The nation is named for Chief Papaway, ᐸᐯᐍ papewê meaning "lucky man", headman for Little Pine when that group signed Treaty 6 at Fort Walsh in 1879. Settling near Battleford in 1883, he requested a reserve adjacent to Poundmaker, Little Pine, and Big Bear the following year. The government refused, on the grounds that the groups were too closely associated.

By 1919, the Lucky Man band had dwindled to a population of nine, living on the Little Pine reserve. In the 1970s, modern research by the Federation of Sovereign Indigenous Nations discovered that Lucky Man had signed Treaty 6 without receiving any land. This allowed the band's descendants to reorganize, in 1976, and file for treaty land entitlement.

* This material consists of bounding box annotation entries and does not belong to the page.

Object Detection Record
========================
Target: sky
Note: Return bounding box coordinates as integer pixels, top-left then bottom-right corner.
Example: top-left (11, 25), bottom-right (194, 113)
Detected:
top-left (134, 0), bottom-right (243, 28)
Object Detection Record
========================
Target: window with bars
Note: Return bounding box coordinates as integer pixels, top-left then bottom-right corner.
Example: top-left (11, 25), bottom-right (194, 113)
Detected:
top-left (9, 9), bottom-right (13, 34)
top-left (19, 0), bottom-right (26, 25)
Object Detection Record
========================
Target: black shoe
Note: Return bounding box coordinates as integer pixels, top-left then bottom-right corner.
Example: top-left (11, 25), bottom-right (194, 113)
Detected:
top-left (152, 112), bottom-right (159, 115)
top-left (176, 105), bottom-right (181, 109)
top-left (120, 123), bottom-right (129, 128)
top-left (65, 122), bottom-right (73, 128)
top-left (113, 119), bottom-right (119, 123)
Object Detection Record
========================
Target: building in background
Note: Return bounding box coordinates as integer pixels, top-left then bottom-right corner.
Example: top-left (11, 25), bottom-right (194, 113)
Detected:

Newly elected Chief Rod King petitioned all levels of government for a suitable reserve site, and in 1989 - more than 100 years after Lucky Man signed Treaty 6 - the band was awarded the Mayfair provincial pasture, consisting of 12 sections in the Thickwood Hills. Although few members reside there, numerous business ventures have been investigated for the land.